Something in from Near Waters: Small Anchor Press and the Dory Reader
As I sat down with the first issue of the Dory Reader, poems by Jen Bervin, it became apparent to me that a dory, 
— By Edgar Garcia | December 13, 2010
A dory is a small fishing boat, not built to rough high seas, but designed to bring catch in from waters along the coastline. When I received a preliminary copy of Small Anchor Press’ Dory Reader in the mail, the first in what will be a serialized run of “disparate authors” throughout 2011, one author every month in your mailbox, I had the impression that the nautical motif was fitting in that the editions were compact, bringing poetry to my door, in effect using handmade craft to bring catch in from the whipping waters. But as I sat down with the first issue, poems by Jen Bervin, it became apparent to me that a dory, although modest in size, still conveys something from a larger body. The point, in other words, is to fish.
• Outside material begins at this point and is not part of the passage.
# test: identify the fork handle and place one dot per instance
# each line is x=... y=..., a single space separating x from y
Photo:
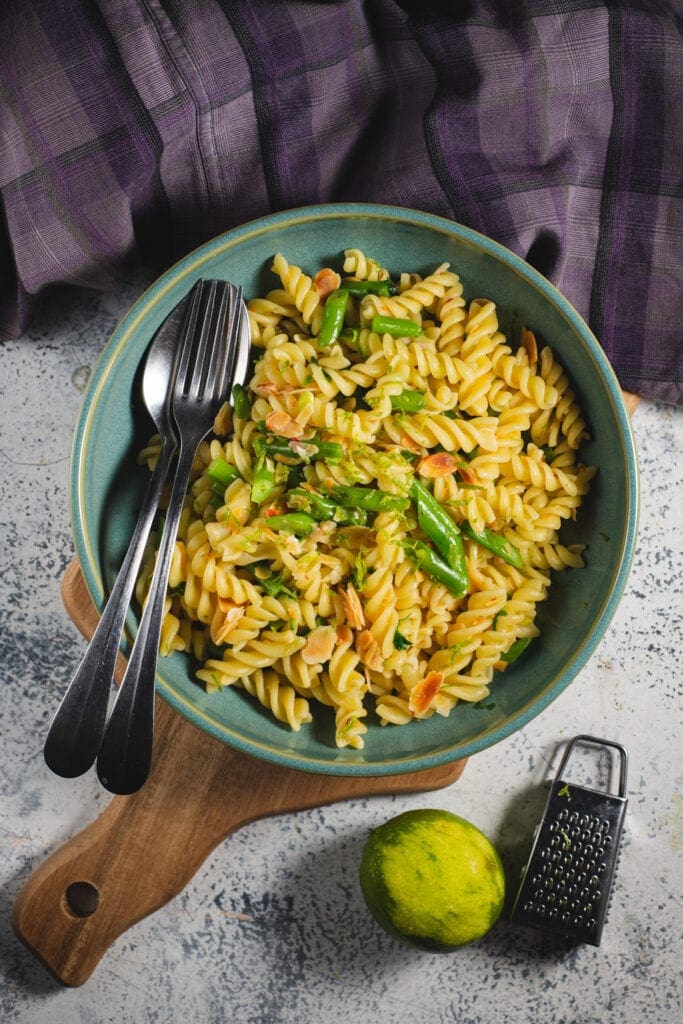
x=125 y=754
x=77 y=729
The analogy of the production of poetry to local fishing, as it might be understood by somebody like Olson in Gloucester, or Ferrini for that matter, or even Merrill in Stonington, presupposes a field of imagination in which culture is sustenance, and the poet the fisher just in with a net full of wriggling vittles. It should come as no surprise then, that Bervin (the first poet published in the series), has (through Ugly Duckling) published “NETS,” in which she strips “Shakespeare’s sonnets bare to the “nets” to make the space of the poems open, porous, possible—a divergent elsewhere.” Showing her erasures of Shakespeare in light gray print, her fish are given in black. The famous 18th becomes:
Shall I compare thee to a summer’s day?
Thou art more lovely and more temperate;
Rough winds do shake the darling buds of May,
And summer’s lease hath all too short a date.
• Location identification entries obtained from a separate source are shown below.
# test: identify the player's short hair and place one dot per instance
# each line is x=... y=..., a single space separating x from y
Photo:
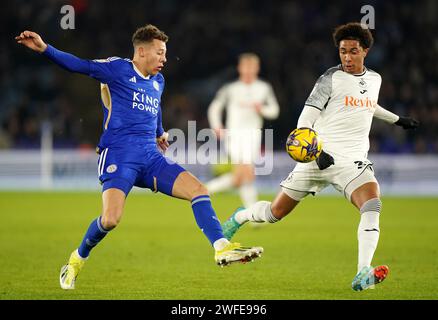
x=248 y=55
x=353 y=31
x=148 y=33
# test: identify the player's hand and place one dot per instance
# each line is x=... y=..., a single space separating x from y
x=407 y=123
x=32 y=40
x=324 y=160
x=219 y=132
x=162 y=142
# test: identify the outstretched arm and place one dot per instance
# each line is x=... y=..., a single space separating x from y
x=96 y=69
x=388 y=116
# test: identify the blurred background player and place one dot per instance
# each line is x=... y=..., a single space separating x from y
x=247 y=101
x=131 y=97
x=340 y=108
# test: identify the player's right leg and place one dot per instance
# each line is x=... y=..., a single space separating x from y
x=113 y=203
x=188 y=187
x=305 y=177
x=261 y=211
x=116 y=185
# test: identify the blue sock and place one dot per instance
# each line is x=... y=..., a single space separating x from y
x=206 y=218
x=95 y=233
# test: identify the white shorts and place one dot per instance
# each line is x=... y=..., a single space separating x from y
x=345 y=177
x=243 y=145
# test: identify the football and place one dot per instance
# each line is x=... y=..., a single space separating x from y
x=303 y=145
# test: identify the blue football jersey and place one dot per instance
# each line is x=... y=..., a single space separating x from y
x=131 y=102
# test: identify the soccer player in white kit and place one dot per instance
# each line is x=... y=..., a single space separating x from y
x=248 y=101
x=340 y=109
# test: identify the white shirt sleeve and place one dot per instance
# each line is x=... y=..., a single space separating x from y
x=216 y=108
x=308 y=117
x=385 y=115
x=270 y=109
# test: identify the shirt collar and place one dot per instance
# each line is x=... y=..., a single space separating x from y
x=139 y=72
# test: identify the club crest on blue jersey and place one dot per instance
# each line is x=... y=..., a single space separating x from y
x=111 y=168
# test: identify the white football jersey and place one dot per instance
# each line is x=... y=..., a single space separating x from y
x=239 y=99
x=347 y=103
Sometime too hot the eye of heaven shines,
And often is his gold complexion dimm’d;
And every fair from fair sometime declines,
By chance or nature’s changing course untrimmed;
But thy eternal summer shall not fade,
Nor lose possession of that fair thou ow’st;
Nor shall Death brag thou wand’rest in his shade,
When in eternal lines to time thou grow’st.
So long as men can breathe or eyes can see,
So long lives this, and this gives life to thee.
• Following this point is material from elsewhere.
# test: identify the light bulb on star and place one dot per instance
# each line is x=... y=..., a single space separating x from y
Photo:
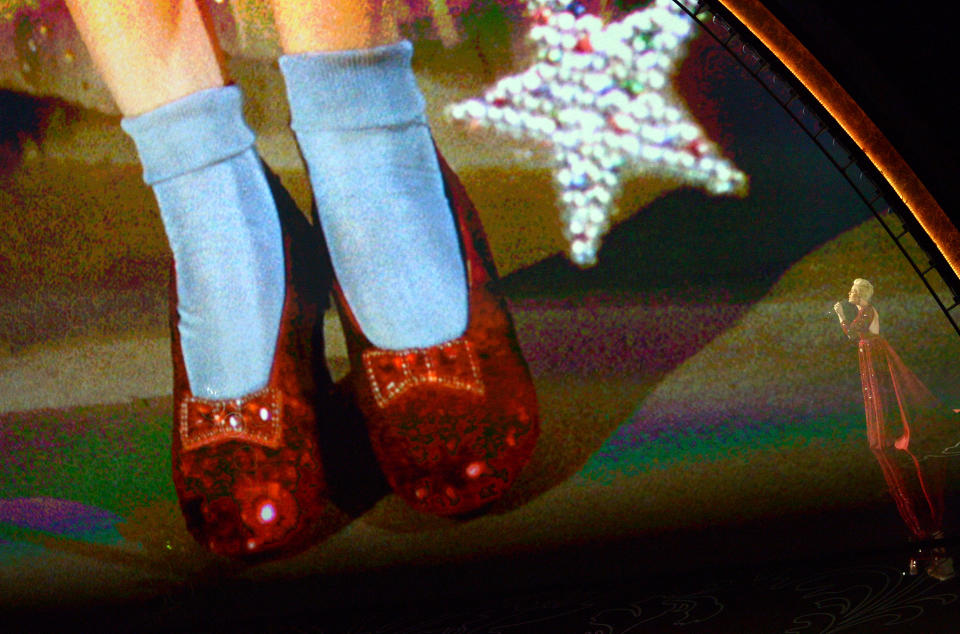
x=600 y=95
Letting the catch show through the erasures, her work in the Dory Reader is more evidently reticulated, or woven in such a manner that net shows. Lines of poetry, which appear embossed on the page, are painted over so that you see the bumps or shape of words pushing up against the shrouding brushstroke. Thicker strokes make some text unreadable. Varying thicknesses of paint therefore produce a range of readability or unreadability. Not every fish slithering in the catch, it seems, is meant to be ate: “the best part of the weaving/was the drawing pressed/up against threads so/carefully arranged/to look simple/ … /the best part of the drawing/was how the whiskers emerged/like comets on the face of/a leopard.”
Like a catfish trawled from the lower waters, Bervin’s poem captures a fitting emblem for the Small Anchor project. Not only do they publish original work by new poets, they are also bringing to the surface older albeit rarely seen works, such as Joe McElroy’s “Preparations for Search,” a much-speculated-upon section withheld from his 1987 work, Women and Men.
Although I am told that the cover of the book is meant to convey “a coastline at the same time as representing a graph of randomness,” I cannot help but be reminded of Mandelbrot’s graphs for the fractalization of the English coastline in his famous essay, “How Long is the Coast of Britain?” The idea of auto-perpetuating self-similarity upon which Mandelbrot bases his theory of fractals is a good way to think about the publication of a piece of an author’s work, an unseen or unnoticed leaf-tip leading back in similar patterns through branches to the beastly tree.
Other hand-bound, limited edition works published by Small Anchor include Kimiko Hahn’s A Field Guide to the Intractable, Bridget Talone’s In the Valley Made Personal, and, forthcoming, Professional Human Beings, by Pauline Cavillot, a book of writings and interviews from New Orleans, with poems by Brett Evans, Michael Ford, Bill Lavender and Frank Sherlock. But subscriptions to the Dory Reader 2011 close in two days (December 15th). The series, which will feature one poet each month and will include printed and audio material delivered to your mailbox, features Jen Bervin, Sarah Dimick, Autumn Giles, Christian Hawkey, John Jodzio, Hoa Nguyen, D.A. Powell, Matthew Rohrer, Sarah Sala, Chris Sawyer, Betsy Wheeler, and Matvei Yankelevich. With the series beginning next month, the chance to get ‘on-board’ rapidly departs.